The infectious agent of the transmissible spongiform encephalopathies (TSE) resembles a virus in that it propagates in vivo and has distinct strains. However, compelling evidence strongly suggests that a posttranslational structural alteration in a glycoprotein PrPC (the normal, cellular isoform of the so-called prion protein) is responsible for pathogenesis of these diseases.

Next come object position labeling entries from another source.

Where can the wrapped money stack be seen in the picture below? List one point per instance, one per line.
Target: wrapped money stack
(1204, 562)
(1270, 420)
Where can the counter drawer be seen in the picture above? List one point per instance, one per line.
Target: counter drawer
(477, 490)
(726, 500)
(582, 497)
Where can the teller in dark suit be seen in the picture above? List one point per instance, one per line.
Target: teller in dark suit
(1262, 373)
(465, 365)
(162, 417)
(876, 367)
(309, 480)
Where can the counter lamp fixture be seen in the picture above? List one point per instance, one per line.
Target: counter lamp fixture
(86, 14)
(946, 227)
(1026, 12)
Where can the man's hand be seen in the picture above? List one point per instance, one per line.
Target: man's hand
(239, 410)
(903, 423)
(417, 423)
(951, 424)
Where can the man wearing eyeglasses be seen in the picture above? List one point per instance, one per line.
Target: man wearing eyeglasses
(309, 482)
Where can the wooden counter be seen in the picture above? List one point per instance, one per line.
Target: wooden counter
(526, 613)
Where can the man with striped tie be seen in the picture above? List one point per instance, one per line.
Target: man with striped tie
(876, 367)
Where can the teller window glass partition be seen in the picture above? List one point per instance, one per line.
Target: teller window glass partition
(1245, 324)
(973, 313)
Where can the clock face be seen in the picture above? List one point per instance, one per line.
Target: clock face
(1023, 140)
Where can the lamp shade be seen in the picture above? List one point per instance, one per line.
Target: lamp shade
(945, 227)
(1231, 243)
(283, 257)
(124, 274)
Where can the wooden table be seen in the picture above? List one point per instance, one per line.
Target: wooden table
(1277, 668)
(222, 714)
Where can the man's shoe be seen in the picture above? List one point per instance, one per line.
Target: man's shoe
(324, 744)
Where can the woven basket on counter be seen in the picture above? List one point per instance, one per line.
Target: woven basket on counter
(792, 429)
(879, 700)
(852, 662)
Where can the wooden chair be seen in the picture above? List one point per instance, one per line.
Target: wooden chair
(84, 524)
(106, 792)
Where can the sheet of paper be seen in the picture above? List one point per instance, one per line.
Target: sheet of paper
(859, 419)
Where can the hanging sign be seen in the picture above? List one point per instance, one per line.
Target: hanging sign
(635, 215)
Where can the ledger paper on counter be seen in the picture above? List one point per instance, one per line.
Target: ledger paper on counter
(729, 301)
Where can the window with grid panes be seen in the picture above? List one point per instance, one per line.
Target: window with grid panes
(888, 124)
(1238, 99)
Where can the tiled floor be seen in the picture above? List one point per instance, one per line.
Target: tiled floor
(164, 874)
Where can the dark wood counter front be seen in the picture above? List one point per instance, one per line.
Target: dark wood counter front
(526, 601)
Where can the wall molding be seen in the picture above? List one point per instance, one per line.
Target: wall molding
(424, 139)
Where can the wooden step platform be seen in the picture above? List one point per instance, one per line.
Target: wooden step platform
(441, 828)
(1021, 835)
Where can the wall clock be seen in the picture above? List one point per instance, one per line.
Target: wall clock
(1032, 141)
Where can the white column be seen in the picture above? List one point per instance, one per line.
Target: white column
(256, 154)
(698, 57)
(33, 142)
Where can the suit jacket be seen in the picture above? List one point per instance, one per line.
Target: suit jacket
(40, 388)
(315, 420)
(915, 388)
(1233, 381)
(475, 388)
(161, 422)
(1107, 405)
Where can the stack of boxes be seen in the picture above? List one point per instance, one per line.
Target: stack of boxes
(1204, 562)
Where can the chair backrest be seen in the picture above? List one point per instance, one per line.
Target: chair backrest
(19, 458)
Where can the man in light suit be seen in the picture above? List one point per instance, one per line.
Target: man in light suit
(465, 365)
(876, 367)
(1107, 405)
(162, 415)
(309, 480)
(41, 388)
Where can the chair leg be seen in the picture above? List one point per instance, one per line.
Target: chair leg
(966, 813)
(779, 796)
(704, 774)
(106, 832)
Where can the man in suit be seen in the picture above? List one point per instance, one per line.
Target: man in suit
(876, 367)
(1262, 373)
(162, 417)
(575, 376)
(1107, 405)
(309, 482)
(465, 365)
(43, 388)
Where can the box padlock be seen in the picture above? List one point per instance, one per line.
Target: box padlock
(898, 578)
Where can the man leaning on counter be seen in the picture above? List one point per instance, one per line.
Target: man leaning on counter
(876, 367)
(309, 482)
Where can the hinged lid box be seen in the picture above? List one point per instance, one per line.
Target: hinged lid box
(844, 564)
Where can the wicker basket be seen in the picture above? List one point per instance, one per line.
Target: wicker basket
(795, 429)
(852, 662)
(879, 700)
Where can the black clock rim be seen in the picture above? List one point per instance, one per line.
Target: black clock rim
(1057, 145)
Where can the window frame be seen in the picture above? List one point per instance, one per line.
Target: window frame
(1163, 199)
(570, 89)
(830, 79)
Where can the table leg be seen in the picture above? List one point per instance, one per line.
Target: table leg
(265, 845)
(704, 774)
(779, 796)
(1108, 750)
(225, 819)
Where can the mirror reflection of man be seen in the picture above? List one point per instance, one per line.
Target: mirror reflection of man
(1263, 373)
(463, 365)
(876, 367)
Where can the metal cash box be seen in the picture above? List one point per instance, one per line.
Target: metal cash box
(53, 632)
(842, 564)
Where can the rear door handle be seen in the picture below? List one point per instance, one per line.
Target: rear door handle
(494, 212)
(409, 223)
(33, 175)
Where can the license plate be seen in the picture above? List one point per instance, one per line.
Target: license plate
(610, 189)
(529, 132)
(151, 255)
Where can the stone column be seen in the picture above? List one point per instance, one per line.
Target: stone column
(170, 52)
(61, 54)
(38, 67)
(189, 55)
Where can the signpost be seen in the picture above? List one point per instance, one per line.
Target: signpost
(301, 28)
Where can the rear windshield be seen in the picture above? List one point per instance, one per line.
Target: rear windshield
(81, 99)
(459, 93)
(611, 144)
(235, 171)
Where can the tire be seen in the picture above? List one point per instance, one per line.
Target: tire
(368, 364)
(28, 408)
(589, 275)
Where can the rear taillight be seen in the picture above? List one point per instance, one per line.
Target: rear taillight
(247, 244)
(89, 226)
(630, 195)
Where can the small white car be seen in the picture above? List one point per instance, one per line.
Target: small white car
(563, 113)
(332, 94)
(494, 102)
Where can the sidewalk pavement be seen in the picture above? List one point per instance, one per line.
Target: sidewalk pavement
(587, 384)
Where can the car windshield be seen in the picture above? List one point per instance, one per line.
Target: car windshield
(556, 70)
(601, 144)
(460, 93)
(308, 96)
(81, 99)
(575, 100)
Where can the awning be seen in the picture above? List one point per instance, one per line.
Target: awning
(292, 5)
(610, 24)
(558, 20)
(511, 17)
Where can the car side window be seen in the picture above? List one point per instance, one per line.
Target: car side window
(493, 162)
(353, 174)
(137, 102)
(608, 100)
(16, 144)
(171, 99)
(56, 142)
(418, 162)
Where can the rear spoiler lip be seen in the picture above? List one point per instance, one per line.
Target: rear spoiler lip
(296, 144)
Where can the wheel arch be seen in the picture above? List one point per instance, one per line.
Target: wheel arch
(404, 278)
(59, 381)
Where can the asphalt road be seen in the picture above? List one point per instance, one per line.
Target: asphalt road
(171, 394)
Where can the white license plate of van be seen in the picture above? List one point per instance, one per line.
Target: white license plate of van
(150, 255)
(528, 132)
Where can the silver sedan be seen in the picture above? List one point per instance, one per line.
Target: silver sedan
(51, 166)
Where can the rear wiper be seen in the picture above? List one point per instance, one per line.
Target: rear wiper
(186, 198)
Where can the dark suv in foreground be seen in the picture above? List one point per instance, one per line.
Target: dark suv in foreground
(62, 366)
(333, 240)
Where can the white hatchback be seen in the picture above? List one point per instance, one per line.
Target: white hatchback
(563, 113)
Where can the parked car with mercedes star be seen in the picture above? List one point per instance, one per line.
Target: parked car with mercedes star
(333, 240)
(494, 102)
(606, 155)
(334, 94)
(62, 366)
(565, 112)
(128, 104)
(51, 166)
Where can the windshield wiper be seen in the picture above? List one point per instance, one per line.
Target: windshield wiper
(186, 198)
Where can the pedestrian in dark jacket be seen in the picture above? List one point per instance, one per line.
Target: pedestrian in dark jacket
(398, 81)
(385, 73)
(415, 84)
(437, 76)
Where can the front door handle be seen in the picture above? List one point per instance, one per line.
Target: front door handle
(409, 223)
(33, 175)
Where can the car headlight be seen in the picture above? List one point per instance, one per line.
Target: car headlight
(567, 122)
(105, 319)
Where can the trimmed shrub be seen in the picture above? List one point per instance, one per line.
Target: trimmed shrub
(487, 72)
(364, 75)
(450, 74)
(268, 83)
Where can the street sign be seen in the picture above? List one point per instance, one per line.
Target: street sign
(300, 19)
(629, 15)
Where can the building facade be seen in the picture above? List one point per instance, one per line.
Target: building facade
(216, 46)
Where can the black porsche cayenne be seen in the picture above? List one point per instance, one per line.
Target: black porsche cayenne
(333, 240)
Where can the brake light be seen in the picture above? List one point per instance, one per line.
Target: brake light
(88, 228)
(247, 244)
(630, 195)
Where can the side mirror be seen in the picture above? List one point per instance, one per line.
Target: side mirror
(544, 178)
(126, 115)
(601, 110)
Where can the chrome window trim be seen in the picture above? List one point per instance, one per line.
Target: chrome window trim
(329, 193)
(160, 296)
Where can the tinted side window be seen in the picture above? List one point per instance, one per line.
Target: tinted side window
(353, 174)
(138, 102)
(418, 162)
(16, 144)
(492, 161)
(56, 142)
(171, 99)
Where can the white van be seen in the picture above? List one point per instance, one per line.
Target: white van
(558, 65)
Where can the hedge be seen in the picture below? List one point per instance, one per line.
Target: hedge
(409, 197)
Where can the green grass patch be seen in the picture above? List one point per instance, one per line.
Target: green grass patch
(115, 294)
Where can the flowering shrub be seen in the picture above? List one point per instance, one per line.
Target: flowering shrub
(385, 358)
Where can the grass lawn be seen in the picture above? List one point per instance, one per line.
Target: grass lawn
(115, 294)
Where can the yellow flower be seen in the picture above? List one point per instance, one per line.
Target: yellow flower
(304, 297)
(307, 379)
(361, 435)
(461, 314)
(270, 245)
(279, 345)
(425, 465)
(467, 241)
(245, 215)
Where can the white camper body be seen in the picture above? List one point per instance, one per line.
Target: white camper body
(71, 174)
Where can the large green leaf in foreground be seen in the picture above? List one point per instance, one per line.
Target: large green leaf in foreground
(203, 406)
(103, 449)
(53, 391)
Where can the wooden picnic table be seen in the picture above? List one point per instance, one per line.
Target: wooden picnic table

According to this hypothesis-now close to being generally accepted-iatrogen, sporadic and familial forms of TSE would have the same molecular mechanism: the conversion of PrPC into a protease-resistant isoform PrPSc kinetically behaves as an autocatalytic process which, combined with the high turnover rate of the normal isoform, may endow the system with bistability properties and subsequent threshold behavior between normal and pathogenic steady-states. Normal prion protein seems to be necessary for long-term survival of Purkinje neurons, regulation of circadian rhythms and, more controversially, for normal synaptic function. At least part of the pathology might be due to the unavailability of normal isoform rather than to the accumulation of PrPSc. NMR structure of the normal mouse prion protein reveals a short, unexpected beta-sheet which might be a nucleation site for the conformational transition between PrPC and PrPSc. Prion diseases may challenge the edged distinction that we use to make between informational (DNA) and functional (proteins) macromolecules. Pathogenic mechanism of prions might also be involved in other proteins to achieve and pass on their conformation. Hence, structural inheritance at the molecular level might be the missing link for the understanding of the structural inheritance processes featured at the cellular level. Moreover, evolutionary paradigm postulating a primitive RNA world is weakened by the mechanism of prion diseases.